When C++ O3 is Slower than O2

Published:

I explain a bit about the language standards and compilers first. Feel free to jump to the examples.

I like C++. I first learned it in mid 2015 and have been using it actively ever since for various purposes, including at multiple big firms. At this point, I’m not surprised by the amount of learning and surprises to expect from C++.

It provides a lot of freedom, perhaps too much for its own good. That makes it dangerously easy to write bad code or hack around problems. But that’s a topic for another blog post.

I like to keep myself up to date with C++ language standard and new features by reading cppreference and sometimes ISO C++ proposals. However, the compilers are another thing entirely. They rapidly evolve and have their own sets of specifications and quirks.

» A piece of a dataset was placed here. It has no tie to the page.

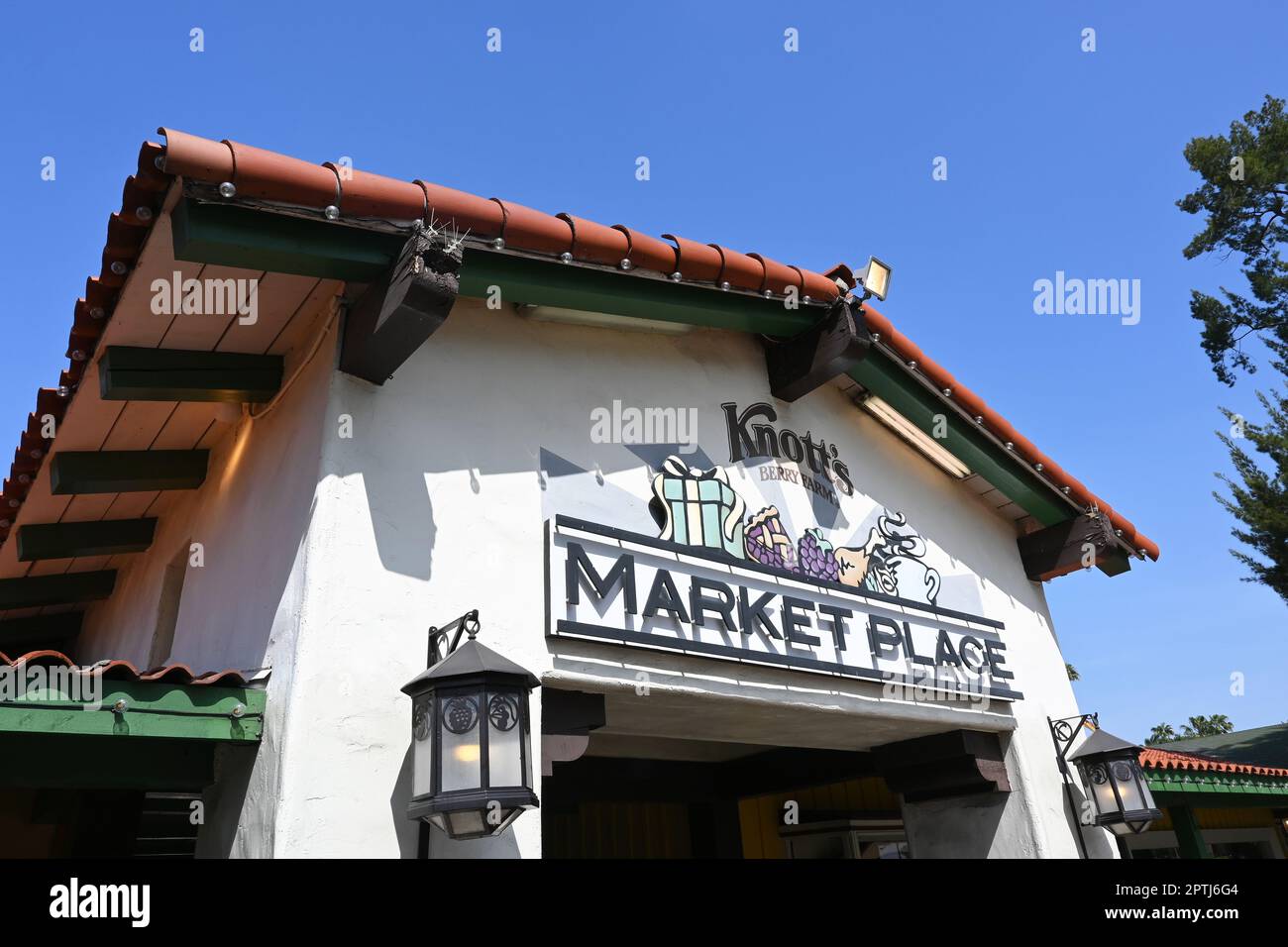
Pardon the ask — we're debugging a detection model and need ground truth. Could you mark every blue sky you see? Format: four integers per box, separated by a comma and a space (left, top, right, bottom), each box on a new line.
0, 0, 1288, 738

The language standard acts like a contract that defines what happens when given code is written while leaving the compiler free to do whatever it wants to achieve that, as long as the observable behavior matches. For instance, signed integer overflow is undefined behavior: if int x = INT_MAX; ++x; occurs, the standard says nothing about what happens next; one compiler may wrap around, another may optimize the code away entirely, and both would still be conforming.

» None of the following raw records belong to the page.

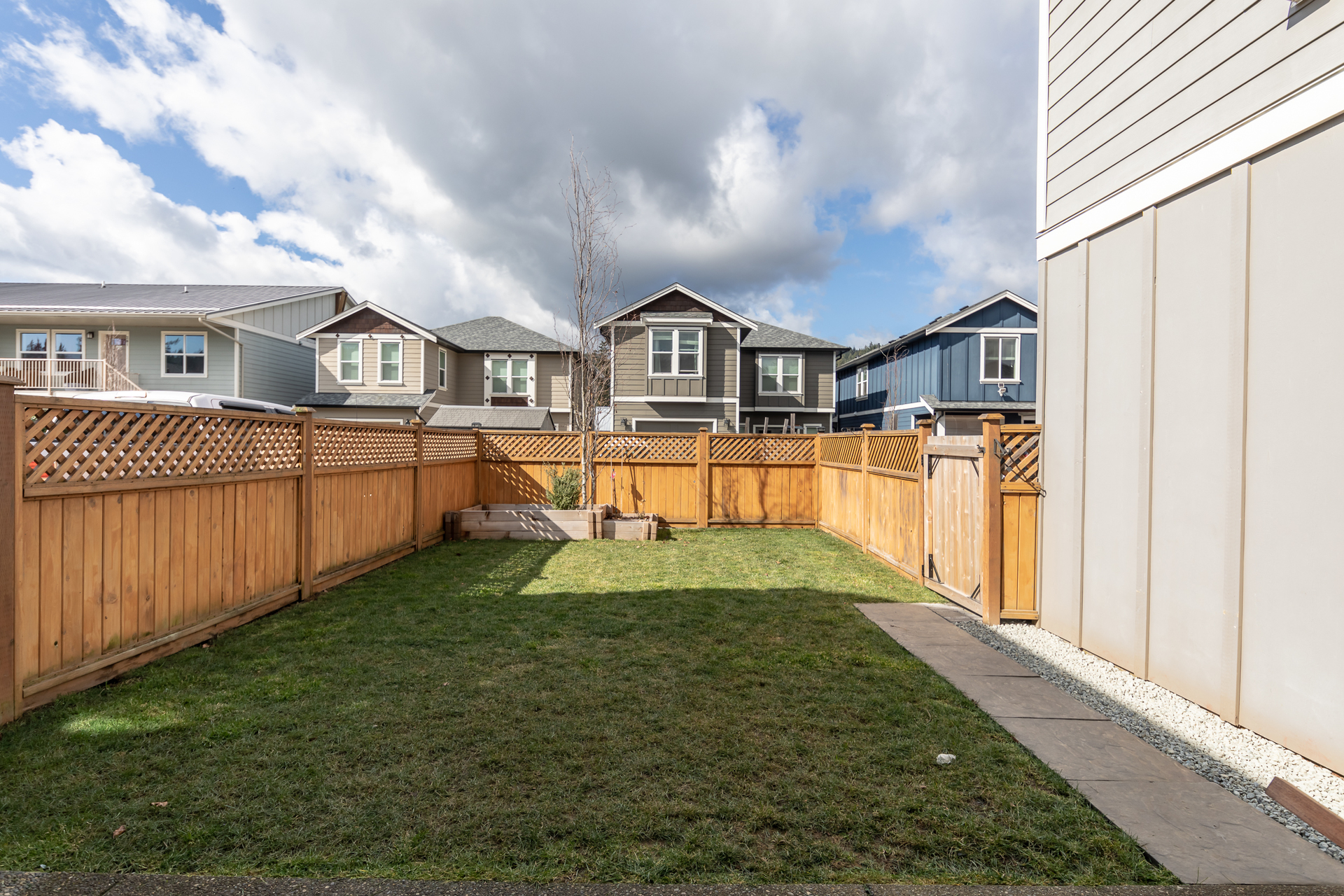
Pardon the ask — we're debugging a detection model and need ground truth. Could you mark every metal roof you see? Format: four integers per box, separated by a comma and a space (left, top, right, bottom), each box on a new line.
0, 284, 344, 314
434, 317, 570, 352
294, 390, 434, 407
425, 405, 555, 430
742, 321, 846, 351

One of the most important roles of the compiler is, thus, optimization. As long as the resulting program behaves as the written code specifies, the compiler can rearrange, remove, or add instructions to make it faster or smaller. You’d be surprised how far it goes.

Over time, C++ compilers have ended up with a list of so-called compiler optimizations that they apply to a program. For example, inlining functions means the compiler might replace a function call with the actual body of the function to avoid the overhead of the call. Loop unrolling means the compiler might duplicate the body of a loop multiple times to reduce the number of iterations and branching. And so on.

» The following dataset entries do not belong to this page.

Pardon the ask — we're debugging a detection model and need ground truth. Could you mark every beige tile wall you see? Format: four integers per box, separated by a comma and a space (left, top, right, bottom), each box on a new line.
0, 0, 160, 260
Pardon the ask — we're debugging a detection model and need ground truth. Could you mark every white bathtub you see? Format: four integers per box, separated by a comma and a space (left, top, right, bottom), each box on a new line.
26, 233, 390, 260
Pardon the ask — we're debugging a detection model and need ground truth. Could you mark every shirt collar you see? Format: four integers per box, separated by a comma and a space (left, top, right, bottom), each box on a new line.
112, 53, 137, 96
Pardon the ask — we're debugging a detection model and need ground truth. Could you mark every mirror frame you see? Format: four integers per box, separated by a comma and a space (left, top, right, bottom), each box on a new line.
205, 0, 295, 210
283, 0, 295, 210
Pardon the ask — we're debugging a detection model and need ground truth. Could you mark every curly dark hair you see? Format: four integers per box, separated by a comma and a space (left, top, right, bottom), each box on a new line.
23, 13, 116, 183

To make it easier for users to apply these optimizations, most compilers provide optimization flags like -finline-functions or -funroll-loops. I will use GCC and Clang as examples, but other compilers have similar flags. And these compilers also provide optimization presets like -O0, -O1, -O2, -O3, and -Ofast that enable a set of optimizations at once. There are also flags like -Os and -Oz that optimize for size instead of speed.

Note: These shortcut flags are not pure presets and might end up doing more than just enabling individual flags. To quote from GCC documentation: “Not all optimizations are controlled directly by a flag.”

The higher the optimization level, the more optimizations are applied. -O0 is the default and applies no optimizations, while -O3 applies the most optimizations. -Ofast goes even further by enabling optimizations that might break strict compliance with the language standard, such as assuming that floating-point math is associative. I recommend skimming through the GCC optimization options here to get a sense of the variety of optimizations available.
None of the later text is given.